Chronic Lack. Before the current economic expansion began 41 months ago, small businesses--those firms with fewer than 250 employees--did more than half the business in the U.S. In the advance, however, the 4,600,000 firms that make up the small business community have accounted for little more than 40% of the $100 billion gain in gross national product and no more than 25% of the $130 billion spent on business expansion. The profits of small retailers and manufacturers are growing at less than half the pace of their big brothers; the number of small manufacturing firms has been declining since 1957. Wrote Democratic Senator William Proxmire, chairman of a small-business subcommittee, in his new book, Can Small Business Survive?, published last week: "Whether you are a butcher, baker or candlestick maker, you may be as extinct as the village blacksmith."
Both the National Small Business Association and the Small Business Administration insist that small business is doing well, and there is no doubt that it has profited by the expansion. But small business suffers from a chronic lack of cash and management skill--and those shortages hurt far more in these days of computers and tougher competition. Defense spending cutbacks have hit hard at small subcontractors; in the year ended last March, 118 electronics firms from Long Island to Los Angeles were forced to merge or liquidate because of the cutbacks. Small business also finds it harder to cut costs, since there is less to cut from; this is one reason that small businessmen have been turning away from manufacturing toward service industries, where costs are less and business is growing faster.
New Ski Lifts.

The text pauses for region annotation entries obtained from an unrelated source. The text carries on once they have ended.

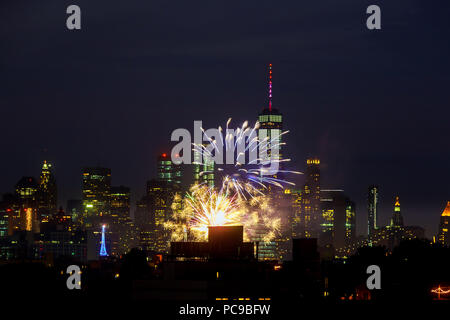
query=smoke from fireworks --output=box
[164,119,300,242]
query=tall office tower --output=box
[300,158,322,238]
[146,180,176,252]
[67,199,84,229]
[82,167,111,228]
[438,201,450,246]
[192,152,215,188]
[109,186,134,256]
[9,177,39,233]
[367,186,379,238]
[37,160,57,222]
[291,189,302,238]
[319,190,356,249]
[158,153,183,185]
[82,167,112,260]
[258,64,283,169]
[391,197,403,227]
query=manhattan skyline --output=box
[0,1,450,237]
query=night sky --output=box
[0,0,450,237]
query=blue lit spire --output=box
[100,225,108,257]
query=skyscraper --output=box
[391,196,403,227]
[37,160,57,222]
[258,64,283,166]
[300,158,322,238]
[83,167,111,227]
[438,201,450,246]
[157,153,183,185]
[109,186,135,255]
[9,177,39,234]
[367,185,379,238]
[82,167,111,260]
[319,190,356,249]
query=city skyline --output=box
[0,0,450,310]
[0,1,450,235]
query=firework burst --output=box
[165,119,301,242]
[193,118,301,200]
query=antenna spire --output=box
[269,63,272,112]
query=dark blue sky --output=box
[0,0,450,236]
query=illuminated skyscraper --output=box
[391,197,403,227]
[9,177,39,234]
[83,167,111,228]
[192,152,215,187]
[319,190,356,249]
[258,64,283,166]
[300,158,322,238]
[158,153,183,185]
[438,201,450,246]
[367,186,379,238]
[37,160,57,222]
[109,186,135,255]
[100,225,108,257]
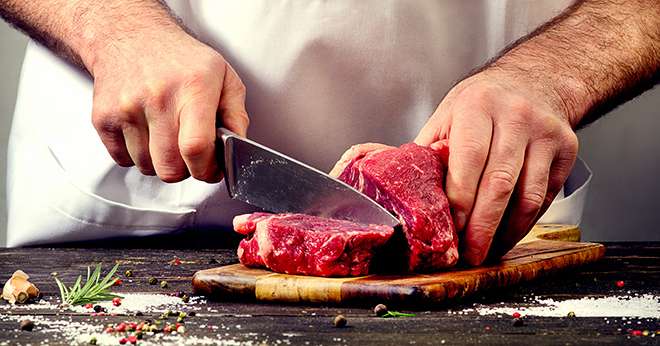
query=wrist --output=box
[71,5,188,76]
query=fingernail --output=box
[454,211,467,231]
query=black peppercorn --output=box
[374,304,387,317]
[332,315,348,328]
[20,320,34,332]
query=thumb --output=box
[218,65,250,137]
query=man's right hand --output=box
[87,27,249,183]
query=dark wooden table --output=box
[0,243,660,345]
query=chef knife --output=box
[217,128,399,227]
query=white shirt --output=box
[7,0,570,246]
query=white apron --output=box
[7,0,584,246]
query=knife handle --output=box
[215,127,239,197]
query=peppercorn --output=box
[115,322,126,332]
[332,315,348,328]
[374,304,387,317]
[19,320,34,332]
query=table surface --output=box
[0,243,660,345]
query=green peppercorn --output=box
[374,304,387,317]
[332,315,348,328]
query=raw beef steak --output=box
[234,213,394,276]
[330,143,458,271]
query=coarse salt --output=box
[476,294,660,318]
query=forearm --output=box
[483,0,660,128]
[0,0,182,75]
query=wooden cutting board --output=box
[192,225,605,305]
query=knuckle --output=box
[518,190,545,215]
[484,167,516,199]
[117,94,142,122]
[509,97,534,122]
[145,80,172,112]
[179,137,213,158]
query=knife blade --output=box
[217,128,399,227]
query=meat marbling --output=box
[330,143,458,272]
[234,143,458,276]
[234,213,394,276]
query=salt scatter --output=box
[69,293,189,314]
[477,294,660,318]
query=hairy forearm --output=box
[0,0,182,75]
[482,0,660,128]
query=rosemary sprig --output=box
[382,311,416,318]
[55,263,121,305]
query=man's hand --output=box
[0,0,248,182]
[91,30,248,182]
[415,71,578,265]
[416,0,660,265]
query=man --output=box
[0,0,660,265]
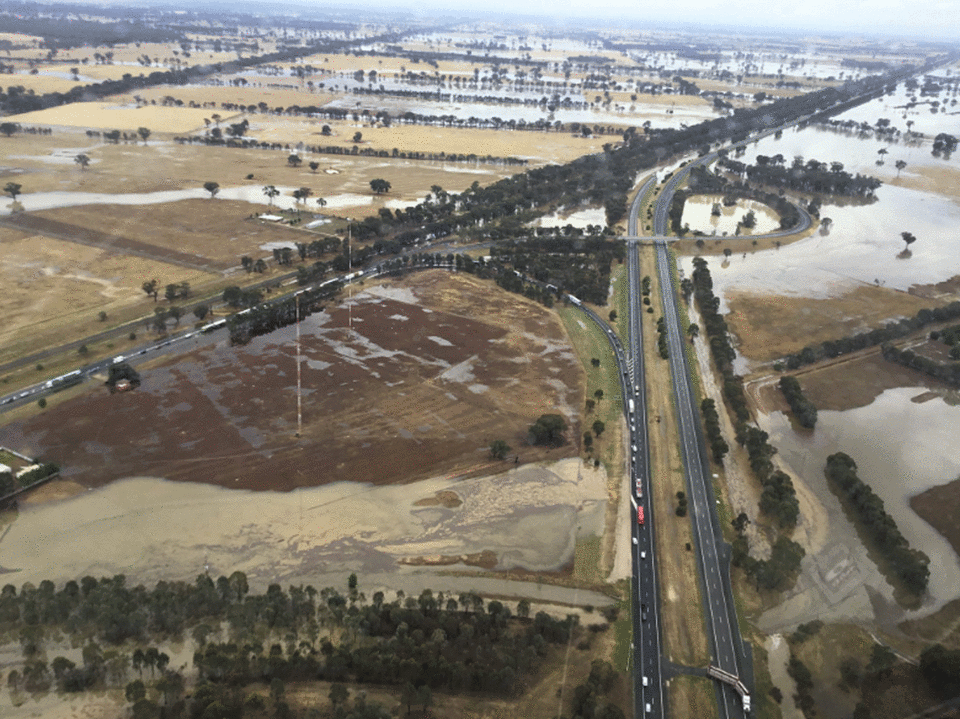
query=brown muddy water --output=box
[760,387,960,630]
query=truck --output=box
[707,664,750,714]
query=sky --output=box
[390,0,960,40]
[39,0,960,43]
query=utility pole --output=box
[294,292,303,437]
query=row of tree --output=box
[700,397,730,464]
[690,257,800,530]
[882,345,960,387]
[0,572,592,717]
[824,452,930,596]
[718,154,883,199]
[174,135,527,166]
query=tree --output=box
[530,414,567,446]
[329,682,350,709]
[293,187,313,204]
[370,178,390,195]
[3,182,23,201]
[124,679,147,704]
[140,279,160,302]
[490,439,510,459]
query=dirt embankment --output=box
[910,479,960,556]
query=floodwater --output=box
[681,195,780,236]
[681,185,960,312]
[758,387,960,628]
[0,459,606,587]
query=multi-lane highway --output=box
[657,241,743,719]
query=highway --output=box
[627,153,756,719]
[657,242,744,719]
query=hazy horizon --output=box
[22,0,960,42]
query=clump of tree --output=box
[882,345,960,387]
[824,452,930,596]
[691,257,800,529]
[529,414,567,447]
[920,644,960,698]
[571,659,624,719]
[657,317,670,359]
[104,362,140,392]
[779,375,817,429]
[700,397,730,464]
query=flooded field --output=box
[4,271,583,491]
[681,195,780,236]
[0,459,606,596]
[759,387,960,629]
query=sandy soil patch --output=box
[910,479,960,556]
[9,102,217,133]
[726,285,931,362]
[2,459,606,586]
[0,229,212,357]
[7,272,583,491]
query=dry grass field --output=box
[727,285,931,362]
[9,102,218,134]
[0,128,522,202]
[0,228,218,361]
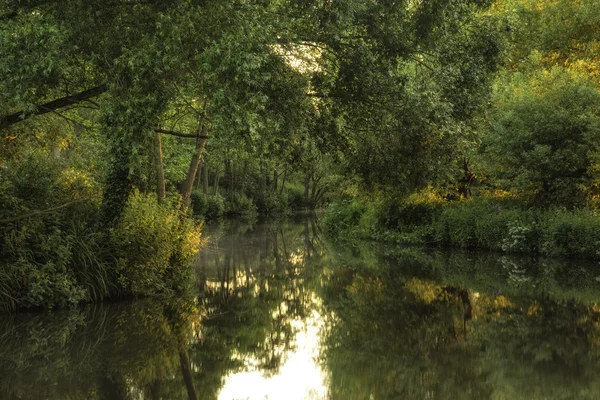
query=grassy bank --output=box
[323,196,600,258]
[0,192,200,312]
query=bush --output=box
[205,195,225,219]
[191,190,208,217]
[225,194,257,217]
[111,192,200,296]
[323,199,600,258]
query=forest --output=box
[0,0,600,312]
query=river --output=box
[0,216,600,400]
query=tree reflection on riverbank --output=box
[0,218,600,400]
[323,248,600,399]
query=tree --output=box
[483,67,600,208]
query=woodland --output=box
[0,0,600,312]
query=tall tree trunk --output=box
[259,161,267,195]
[304,175,310,207]
[154,132,167,201]
[242,160,248,193]
[181,134,206,209]
[202,161,208,195]
[213,165,221,196]
[279,164,287,195]
[179,349,198,400]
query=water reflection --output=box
[323,247,600,399]
[0,218,600,400]
[191,218,326,399]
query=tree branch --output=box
[0,85,108,129]
[152,127,209,139]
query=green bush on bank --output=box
[111,192,200,296]
[0,186,200,311]
[323,199,600,258]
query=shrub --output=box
[205,195,225,219]
[112,192,200,296]
[225,194,257,217]
[191,190,208,217]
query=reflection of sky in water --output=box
[218,310,327,400]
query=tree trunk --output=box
[154,132,167,201]
[304,175,310,207]
[179,350,198,400]
[213,165,221,196]
[202,161,208,195]
[279,164,287,195]
[259,161,267,194]
[181,134,206,209]
[273,168,279,193]
[242,160,248,193]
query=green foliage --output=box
[323,200,600,258]
[111,192,200,296]
[225,194,257,218]
[322,200,367,236]
[483,67,600,208]
[206,195,225,218]
[191,190,208,216]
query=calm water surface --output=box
[0,217,600,400]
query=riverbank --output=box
[323,199,600,259]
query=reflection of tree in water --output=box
[0,216,319,400]
[322,244,600,399]
[0,302,202,400]
[190,218,320,398]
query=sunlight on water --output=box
[218,311,328,400]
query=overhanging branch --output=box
[0,85,108,129]
[152,127,208,139]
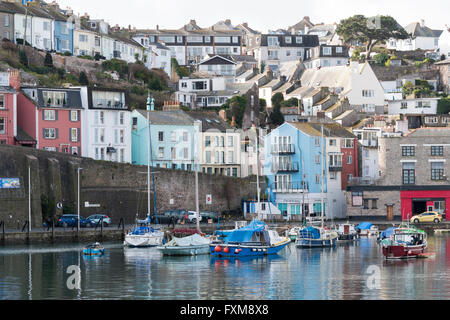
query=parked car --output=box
[200,211,219,223]
[410,211,442,223]
[163,210,188,223]
[188,211,202,223]
[56,214,95,228]
[87,214,111,227]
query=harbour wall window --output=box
[431,162,444,180]
[402,146,416,157]
[431,146,444,156]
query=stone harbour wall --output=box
[0,145,263,228]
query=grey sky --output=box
[52,0,450,32]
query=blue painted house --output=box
[264,122,327,220]
[131,110,195,171]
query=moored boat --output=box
[336,223,359,243]
[381,227,427,259]
[123,226,164,247]
[355,222,378,237]
[83,242,105,256]
[157,234,211,256]
[295,226,338,248]
[209,220,291,257]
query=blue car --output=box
[56,214,95,228]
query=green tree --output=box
[78,71,89,86]
[336,15,409,61]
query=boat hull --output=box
[123,234,164,247]
[383,245,427,259]
[296,238,337,248]
[157,244,209,256]
[209,239,291,258]
[83,248,105,256]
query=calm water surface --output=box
[0,235,450,300]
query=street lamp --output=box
[77,168,83,231]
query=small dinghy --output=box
[83,242,105,256]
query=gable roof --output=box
[404,22,443,38]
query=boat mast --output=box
[320,124,325,228]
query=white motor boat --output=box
[123,226,164,247]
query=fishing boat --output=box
[123,93,164,247]
[295,226,338,248]
[157,233,211,256]
[356,222,379,237]
[336,223,359,243]
[83,242,105,256]
[286,227,303,242]
[381,227,427,259]
[209,220,291,257]
[123,226,164,247]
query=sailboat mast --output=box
[320,124,325,228]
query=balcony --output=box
[271,181,309,193]
[271,144,295,154]
[271,163,298,173]
[92,99,127,109]
[361,140,378,147]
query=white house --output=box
[300,62,385,114]
[81,87,132,163]
[386,20,443,51]
[388,98,440,115]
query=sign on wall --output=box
[0,178,20,189]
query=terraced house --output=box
[133,20,243,65]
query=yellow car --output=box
[410,211,442,223]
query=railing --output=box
[92,99,127,109]
[271,143,295,154]
[271,181,309,193]
[272,162,299,173]
[361,139,378,147]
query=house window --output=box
[70,128,78,142]
[228,137,233,147]
[431,162,444,180]
[403,162,416,184]
[344,139,353,148]
[0,117,6,134]
[70,110,78,121]
[44,110,56,121]
[431,146,444,156]
[402,146,416,157]
[228,151,234,163]
[44,128,57,139]
[322,47,331,56]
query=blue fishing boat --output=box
[83,242,105,256]
[209,220,291,257]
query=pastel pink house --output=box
[17,87,83,155]
[0,70,35,146]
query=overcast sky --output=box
[53,0,450,52]
[53,0,450,32]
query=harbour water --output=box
[0,234,450,300]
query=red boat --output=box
[381,227,427,259]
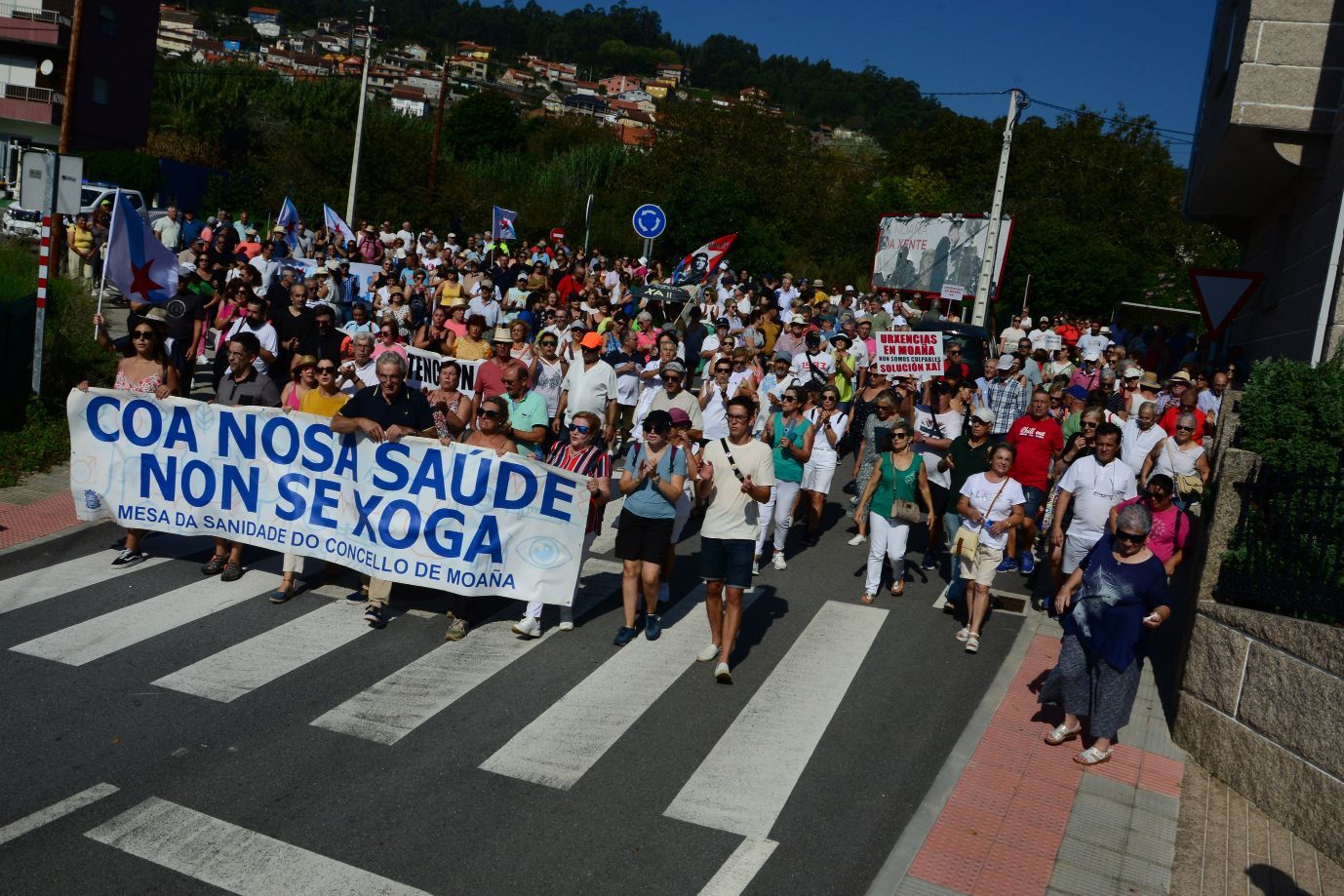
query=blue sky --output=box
[518,0,1215,165]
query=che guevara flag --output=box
[672,234,738,286]
[102,189,178,305]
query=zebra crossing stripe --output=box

U.S. big business in the past has operated much more closely to capacity in times of economic advance--thus enabling small business to meet much of the extra demand--than it is doing now. "This time," says William Butler, chief economist of the Chase Manhattan Bank, "small business is slower to catch up because of industry's extra capacity." But, adds Butler: "As the boom goes on, small business will feel it more and more." Even now, the expansive U.S. economy is generating new ski lifts, coffeehouses, dry-cleaning shops and motels at almost the same rate that it produces autos and chemicals for the U.S. consumer.